Did you catch the quote from Howard Stern that the Associated Press reported this week? It was in response to reports that terrestrial radio networks were trying to get Stern to ditch the satellite show and come back to poppa.
“‘I’m very flattered terrestrial radio can’t let go of me,’ Stern said Wednesday on his morning radio show. ‘But I would throw up if I had to go back. I’m never going back.'”
The quote sounded so familiar to me, so I went back to the notes from my January interview with Adam Curry, the former MTV VJ who’s one of the pioneers of podcasting. Here’s what he said:
“When you’re in a “professional” broadcast environment you’re always thinking about rules you have to adhere to, such as language, corporate rules.
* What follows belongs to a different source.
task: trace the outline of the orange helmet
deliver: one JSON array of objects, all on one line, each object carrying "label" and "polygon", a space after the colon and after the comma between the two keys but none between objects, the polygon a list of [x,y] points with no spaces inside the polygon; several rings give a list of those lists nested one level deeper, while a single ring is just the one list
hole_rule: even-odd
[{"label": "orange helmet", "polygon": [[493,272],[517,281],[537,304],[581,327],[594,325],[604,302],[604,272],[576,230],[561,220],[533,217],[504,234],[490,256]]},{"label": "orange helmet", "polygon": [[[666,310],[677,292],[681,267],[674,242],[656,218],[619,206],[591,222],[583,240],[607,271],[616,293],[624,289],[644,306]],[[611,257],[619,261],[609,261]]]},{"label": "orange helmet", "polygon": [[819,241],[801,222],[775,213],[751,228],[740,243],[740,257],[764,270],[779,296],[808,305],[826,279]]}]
With podcasts, your filters are all self-imposed….This is why I’m doing this stuff. I’ve always had the man above me telling me what I can and can’t say…Listeners get tuned in and they love [podcasts]. They’re walking away from radio and turning to podcasts because radio has been relegated by marketing and packaging into something that’s very tightly formatted. It’s so homogenized that people just said ‘screw it.'”
So here you’ve got two notable, successful, in-demand broadcast personalities who are saying no to big bucks and big audiences because they don’t want to deal with the hassles of sponsor pressure, corporate suits and the FCC. If you were a mainstream media executive, do you think this would make you just a tiny bit nervous?
I’m not a zealot about social media and I don’t believe mainstream broadcasting is going away, not now and not ever. But it is going to have to change if it’s going to continue to attract the kind of talent that will keep it innovative and in-touch with its audience. A lot of that talent is bleeding away to alternative outlets.
Just as a kicker, last week I spoke to Paige Heninger and Gretchen Vogelzang, hosts of the phenomenally successful Mommycast podcast program. They have also been approached by commercial radio about taking their program to the airwaves and they are resisting. The reason? They don’t want to lose control.